IMO 2015 Team Selection Tests

a) We rewrite the first part of the problem as following. Let the acute triangle $ABC$ inscribed in the circle $(O)$. $AD$ is the altitude and $H$ is orthocenter of the triangle $ABC$. $M$ is the midpoint of $BC$. The circle with the diameter $AH$ cuts $(O)$ again at $G$. $GD$ cuts $(O)$ again at $K$. The straight line passing through $K$ and perpendicular with $BC$ cuts $AM$ at $L$. Then, four points $B$, $C$, $L$, $H$ belong to the same circle.

Since $G$ lies on the circle with the diameter $AH$, $GH$ cuts $(O)$ again at $E$ and then $AE$ is the diameter of $(O)$. From that, the quadrilateral $HBEC$ is the parallelogram, and $HE$ goes through $M$. Let $N$ be the intersection of $AM$ and $(O)$. Since the quadrilaterals $AGDM$ and $AGKN$ are inscribed, we have $$\angle \text{GDM}=180^{\circ }-\angle \text{AGD}=\angle \text{GKN}.$$ This implies that $KN\parallel BC$, or the quadrilateral $BCNK$ is an isosceles trapezoid. We have $M$ is the midpoint of $BC$ so $MK=MN$. It is easy to see that the triangle $LKN$ is a right angle at $K$. We decide that $M$ is the midpoint of $LN$ or $L$ is the reflection of $K$ through $BC$. Note that the reflection of $H$ through $BC$ belongs to $(O)$ then $H$, $L$, $B$, $C$ all belong to reflection circle of $(O)$ through $BC$. The first part of the problem follows.
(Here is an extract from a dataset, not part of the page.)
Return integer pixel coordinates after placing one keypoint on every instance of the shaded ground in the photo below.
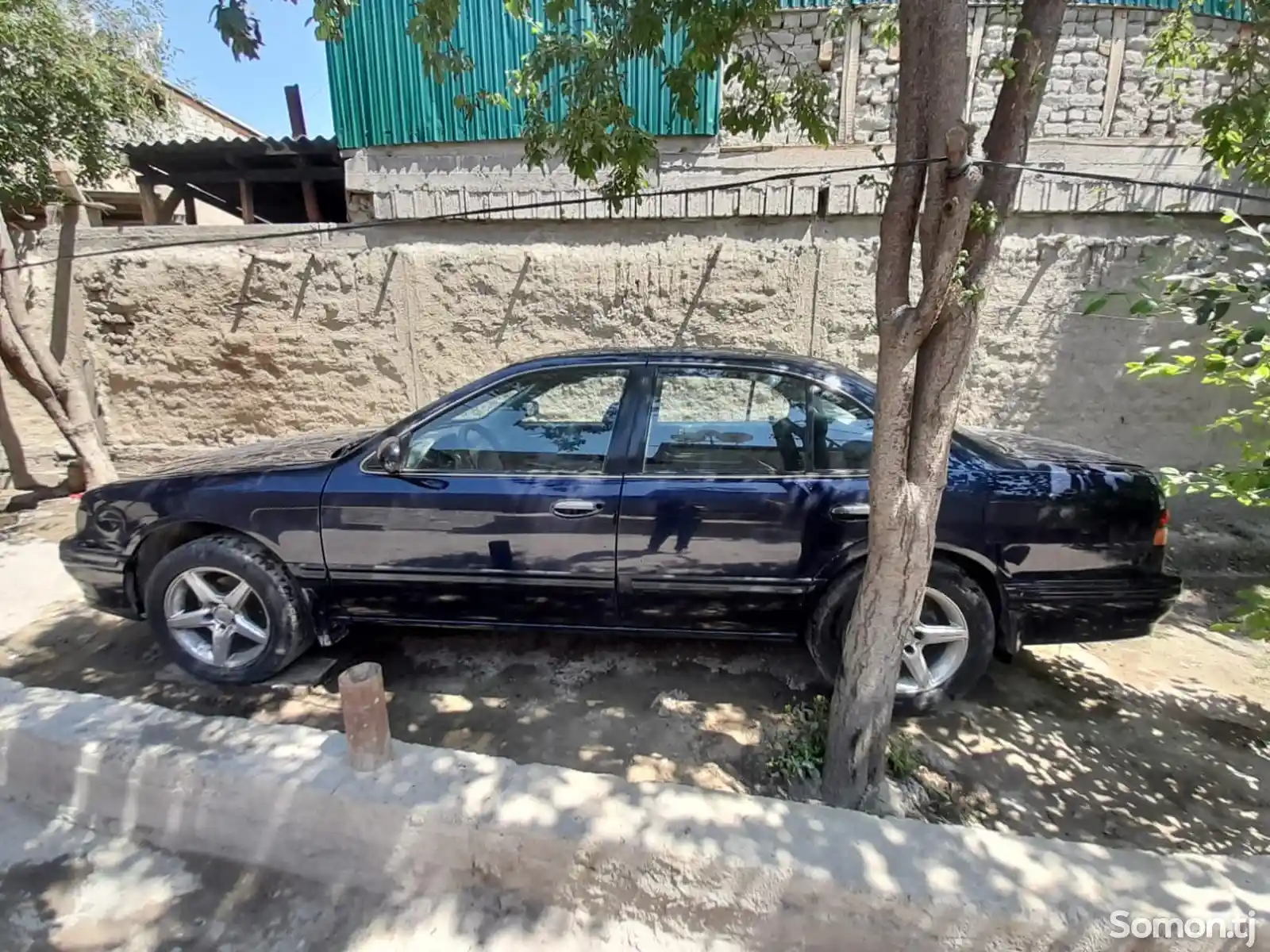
(1159, 743)
(67, 889)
b) For solution of the second part, we rewrite the statement as following. Let the triangle $ABC$ be inscribed in the circle $(O)$, and $H$ be the orthocenter of $ABC$. The circle with diameter $AH$ cuts $(O)$ again at $G$. A circle touches $AG$ at $A$ cuts $CA$ and $AB$ again at $E$ and $F$, respectively. Then, $AO$ bisects the segment $EF$.

Let $D$ be the intersection of $GH$ and $(O)$ then $AD$ is the diameter of $(O)$. The quadrilateral $HBDC$ is the parallelogram so the line $HD$ goes through the midpoint $M$ of $BC$. Let $P$ be the intersection of $AD$ and the circumcircle of the triangle $AEF$. The line $AP$ cuts $EF$ at $N$. It is easy to see that $$\angle \text{FPN}=\angle \text{FAE}=\angle \text{GAB}=\angle \text{BDM}$$ and $$\angle \text{PFE}=\angle \text{PAE}=\angle \text{DBM}.$$ Therefore, the triangles $DBM$ and $PFM$ are similar. Analogously, the triangles $DCM$ and $PEN$ are similar. Because $M$ is the midpoint of $BC$, we have $N$ is the midpoint of $EF$. The second part of the problem follows.